Reste à savoir pourquoi les policiers qui ont, semble-t-il, utilisé une technique interdite n’ont pas été inquiétés sur ce point. Dans son rapport de synthèse du 11 mars 2010, l’IGPN indique, assez benoitement, n’avoir « au cours de cette enquête [...] pas pu déterminer l’origine des hématomes dorsaux lombaires ».

P.-S.

Retrait de la plaque [2]

[AFP – 31 janvier 2012] – La ville d’Argenteuil (Val-d’Oise) a annoncé mardi 31 janvier 2012 qu’elle retirait la plaque à la mémoire d’Ali Ziri, retraité algérien mort en 2009 après un contrôle de police.
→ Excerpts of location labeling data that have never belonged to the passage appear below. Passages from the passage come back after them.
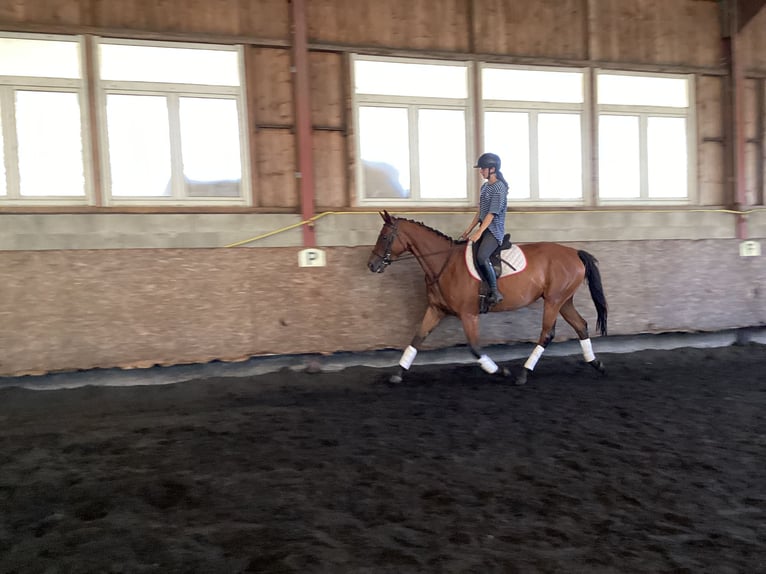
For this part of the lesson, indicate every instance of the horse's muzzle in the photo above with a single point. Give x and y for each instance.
(376, 264)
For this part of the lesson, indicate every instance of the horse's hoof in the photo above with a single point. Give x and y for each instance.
(598, 365)
(521, 379)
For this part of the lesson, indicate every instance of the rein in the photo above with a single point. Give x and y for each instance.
(386, 257)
La mairie a cédé à l’injonction du préfet, après les pressions de syndicats de police qui la jugeaient "diffamatoire". "C’est au regard des tensions qui se font jour que M. Philippe Doucet, maire d’Argenteuil, garant de la tranquillité publique et prenant en compte les relations avec les services de l’État [...] concède la dépose de ladite plaque", indique la mairie (PS), dans un communiqué. "La municipalité rappelle d’une part que le collectif est l’auteur du texte mentionné sur la plaque dont il est propriétaire, d’autre part que l’État ne s’est pas opposé à la tenue de cette manifestation dont il avait été préalablement tenu informé", précise le communiqué.